The predictions are continuous but we need three classes so we need to discretize the outputs. For this purpose we need to define thresholds and selection of thresholds will affect the outcome.

In [ ]:
def discretize_output(preds, thresholds):
    new_preds = np.zeros(len(y[80:]))
    for i, pred in enumerate(preds):
        if pred < thresholds[0]:
            new_preds[i] = 0
        elif pred < thresholds[1]:
            new_preds[i] = 1
        else:
            new_preds[i] = 2 
    return new_preds

new_preds = discretize_output(preds, [0.75, 1.25])       
print(f'The accuracy score using thresholds [0.75, 1.25] is', accuracy_score(y[80:], new_preds))

new_preds = discretize_output(preds, [0.1, 1])       
print(f'The accuracy score using thresholds [0.1, 1.0] is', accuracy_score(y[80:], new_preds))

OptimizedDiscretizer

Since the output is dependent on the thresholds we need to optimize thresholds.
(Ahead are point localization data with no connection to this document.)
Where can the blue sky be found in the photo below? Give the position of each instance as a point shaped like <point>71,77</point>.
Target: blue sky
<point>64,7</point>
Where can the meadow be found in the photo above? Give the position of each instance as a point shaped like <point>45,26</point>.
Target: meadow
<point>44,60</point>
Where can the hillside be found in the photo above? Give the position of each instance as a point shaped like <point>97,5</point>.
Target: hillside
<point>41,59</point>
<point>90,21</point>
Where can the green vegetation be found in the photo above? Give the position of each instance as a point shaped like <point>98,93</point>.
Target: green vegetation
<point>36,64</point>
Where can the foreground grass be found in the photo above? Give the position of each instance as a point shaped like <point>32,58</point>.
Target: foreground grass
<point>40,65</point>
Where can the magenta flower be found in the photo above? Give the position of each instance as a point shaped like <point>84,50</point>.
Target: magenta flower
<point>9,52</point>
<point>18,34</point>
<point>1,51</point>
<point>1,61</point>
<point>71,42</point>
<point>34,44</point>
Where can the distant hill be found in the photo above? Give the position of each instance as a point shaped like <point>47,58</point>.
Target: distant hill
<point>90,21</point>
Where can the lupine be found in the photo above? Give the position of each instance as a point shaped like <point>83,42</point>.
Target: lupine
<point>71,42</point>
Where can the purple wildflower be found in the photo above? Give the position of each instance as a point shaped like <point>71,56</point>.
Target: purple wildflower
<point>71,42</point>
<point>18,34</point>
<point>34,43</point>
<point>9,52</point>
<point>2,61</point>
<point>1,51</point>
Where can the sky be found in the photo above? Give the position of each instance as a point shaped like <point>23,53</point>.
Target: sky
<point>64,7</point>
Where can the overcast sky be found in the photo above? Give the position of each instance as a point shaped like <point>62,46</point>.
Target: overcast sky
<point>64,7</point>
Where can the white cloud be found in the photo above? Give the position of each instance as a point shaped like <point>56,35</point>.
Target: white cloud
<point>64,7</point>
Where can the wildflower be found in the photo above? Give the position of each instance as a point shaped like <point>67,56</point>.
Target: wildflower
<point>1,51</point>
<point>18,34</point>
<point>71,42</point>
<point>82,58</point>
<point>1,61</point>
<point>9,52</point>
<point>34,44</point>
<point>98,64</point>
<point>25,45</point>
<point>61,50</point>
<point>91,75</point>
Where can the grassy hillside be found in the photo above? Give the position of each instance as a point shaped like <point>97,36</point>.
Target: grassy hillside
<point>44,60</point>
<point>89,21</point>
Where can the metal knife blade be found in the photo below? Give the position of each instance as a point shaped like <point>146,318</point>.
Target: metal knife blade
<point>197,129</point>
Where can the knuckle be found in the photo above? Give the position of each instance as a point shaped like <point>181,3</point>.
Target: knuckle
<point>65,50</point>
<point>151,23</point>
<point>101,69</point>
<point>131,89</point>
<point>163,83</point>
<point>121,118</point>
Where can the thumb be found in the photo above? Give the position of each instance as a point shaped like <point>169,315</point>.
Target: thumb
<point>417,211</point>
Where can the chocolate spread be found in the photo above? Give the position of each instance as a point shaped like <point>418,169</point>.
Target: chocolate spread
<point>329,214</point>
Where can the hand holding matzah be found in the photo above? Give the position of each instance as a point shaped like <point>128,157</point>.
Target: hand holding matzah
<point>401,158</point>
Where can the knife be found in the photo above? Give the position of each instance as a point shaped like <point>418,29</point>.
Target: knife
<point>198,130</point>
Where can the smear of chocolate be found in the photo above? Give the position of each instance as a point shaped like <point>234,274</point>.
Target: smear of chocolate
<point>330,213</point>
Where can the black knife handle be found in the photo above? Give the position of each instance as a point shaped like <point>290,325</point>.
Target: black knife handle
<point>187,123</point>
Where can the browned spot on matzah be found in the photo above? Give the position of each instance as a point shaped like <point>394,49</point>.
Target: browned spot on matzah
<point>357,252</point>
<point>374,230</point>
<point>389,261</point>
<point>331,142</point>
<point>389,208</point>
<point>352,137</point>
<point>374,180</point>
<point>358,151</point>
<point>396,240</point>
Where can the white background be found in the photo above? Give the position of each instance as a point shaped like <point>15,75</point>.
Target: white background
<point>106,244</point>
For that purpose we will use the following class:

In [ ]:
import scipy as sp

class OptimizedDiscretizer:
    def __init__(self, eval_metric, initial_coefs,discretizer_function, maximize=True):
        self.eval_metric = eval_metric
        self.coefs = initial_coefs
        self.maximize = maximize
        self.predict = discretizer_function

        
    def _eval_metric(self, coef):
        X_p = self.predict(self.X, coef)
        metric_value = self.eval_metric(self.y, X_p)
        if not self.maximize:
            metric_value *= -1 # because we use scipy minimizer if the goal is to maximize we need to minimize the negative of it
            
        return metric_value

    
    def fit(self, X, y):
        self.X = X
        self.y = y
        self.coefs = sp.optimize.minimize(self._eval_metric, self.coefs, options={'disp': True})['x']
        

        

discretizer = OptimizedDiscretizer(eval_metric=accuracy_score,
                                   initial_coefs=[0.5, 1],
                                   maximize=True,
                                   discretizer_function=discretize_output)

discretizer.fit(preds, y[80:])

new_coefs = discretizer.coefs
new_preds = discretizer.predict(preds, new_coefs)

print('The accuracy based on optimized thresholds is', accuracy_score(y[80:], new_preds))
In [ ]:
# now we have discretized outputs
pd.Series(new_preds).plot(kind='hist')

Conclusion

The target variable to some extend determines how we formulate our problem. The choice is more clear for binary classification and regression but in case of multiclass problems it will be a design choice. It depends on the application but usually for categorical multiclass problems we use multiclass (approach 2) and for ordinal multiclass problems we define it as a regression (approach 2) problem.